That didn’t deter Selick though from making the movie and expressed nothing but pride in what he and his team were able to accomplish. He was particularly proud of Key and Peele’s performances as Wendell and Wild respectively and modified the production schedule to benefit the two’s abilities. Selick stated that for most animated productions, voice recording takes place on an individual basis without any interaction between cast members. Sometimes it comes down to location issues or scheduling conflicts, but Selick was adamant that both Key and Peele recorded together based on the chemistry and improv skills the two had when working alongside each other. According to Selick, “They had to be together… that’s how the magic happens.”
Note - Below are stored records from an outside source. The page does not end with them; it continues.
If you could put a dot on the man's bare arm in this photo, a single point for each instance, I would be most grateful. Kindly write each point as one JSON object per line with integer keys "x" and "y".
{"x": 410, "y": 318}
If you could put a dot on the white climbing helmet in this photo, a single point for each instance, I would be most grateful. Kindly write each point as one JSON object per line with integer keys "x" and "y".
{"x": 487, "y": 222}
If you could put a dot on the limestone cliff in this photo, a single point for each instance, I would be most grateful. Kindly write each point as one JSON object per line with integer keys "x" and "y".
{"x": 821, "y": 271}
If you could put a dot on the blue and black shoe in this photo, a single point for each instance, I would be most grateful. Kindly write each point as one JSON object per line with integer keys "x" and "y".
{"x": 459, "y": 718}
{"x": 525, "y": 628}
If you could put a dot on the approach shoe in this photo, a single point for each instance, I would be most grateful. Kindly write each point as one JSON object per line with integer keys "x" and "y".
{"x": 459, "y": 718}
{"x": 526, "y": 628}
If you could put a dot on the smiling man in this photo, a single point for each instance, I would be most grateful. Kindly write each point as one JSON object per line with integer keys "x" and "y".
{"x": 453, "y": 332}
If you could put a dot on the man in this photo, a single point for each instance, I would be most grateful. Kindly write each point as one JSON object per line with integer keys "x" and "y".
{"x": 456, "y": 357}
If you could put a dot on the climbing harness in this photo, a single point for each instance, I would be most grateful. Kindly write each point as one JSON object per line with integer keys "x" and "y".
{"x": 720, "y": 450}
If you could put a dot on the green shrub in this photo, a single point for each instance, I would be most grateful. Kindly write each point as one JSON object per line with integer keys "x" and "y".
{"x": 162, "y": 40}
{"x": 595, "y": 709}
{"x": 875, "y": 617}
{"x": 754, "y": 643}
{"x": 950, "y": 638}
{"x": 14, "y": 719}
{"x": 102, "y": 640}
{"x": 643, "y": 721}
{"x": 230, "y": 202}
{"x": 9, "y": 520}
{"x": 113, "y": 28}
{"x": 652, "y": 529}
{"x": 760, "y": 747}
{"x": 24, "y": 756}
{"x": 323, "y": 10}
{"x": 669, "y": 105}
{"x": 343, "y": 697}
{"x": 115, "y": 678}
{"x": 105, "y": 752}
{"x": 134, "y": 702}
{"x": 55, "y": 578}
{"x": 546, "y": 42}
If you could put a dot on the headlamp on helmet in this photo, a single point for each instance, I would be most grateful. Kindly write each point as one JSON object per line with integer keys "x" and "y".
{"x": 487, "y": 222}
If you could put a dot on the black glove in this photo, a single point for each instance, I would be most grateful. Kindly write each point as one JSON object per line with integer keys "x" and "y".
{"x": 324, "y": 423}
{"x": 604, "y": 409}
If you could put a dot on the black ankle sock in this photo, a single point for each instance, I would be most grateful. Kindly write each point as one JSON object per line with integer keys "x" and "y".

Selick also threw a little shade at Disney, saying that he wanted to explore the actual ramifications of a child losing their parents, something that Disney is all too happy to do in virtually all of their films. He mentioned how Disney tends to use that trope but doesn’t actually go into how it affects their children, which he put as a centerpiece of Wendell & Wild. It balanced out though since he referred to Disney’s Zootopia as “an underrated masterpiece” for addressing social themes and topics that aren’t explored in family films, another goal that Selick also wanted to accomplish with this film.
The crowd did see a handful of clips of the film, with the first clip introducing us to Wendell and Wild while they’re imprisoned in Hell, giving some classic Key and Peele vibes. We’re then introduced to our main character Kat in the second clip, dealing with some annoyingly chipper school girls while Kat has more of an aggressive/angsty persona and a badass afropunk-based design. The third clip was the standout of the three, which featured a very intricately animated octopus that Selick said took quite a bit of time to animate and make look as impressive as it does.
By the time the panel concluded, I was more optimistic about the film than when I entered the panel. I want to like the movie, but I wasn’t 100% sold given that this was Selick’s first film in 13 years. Good director or not, such a huge gap like that does make one worry just a tad. But I’m more confident now after hearing Selick describe the film and seeing more of it that this should be a sufficiently fun fright to view this Halloween season.
Wendell & Wild will release on Netflix on October 28th. A limited theatrical run is planned to begin the week before on October 21st.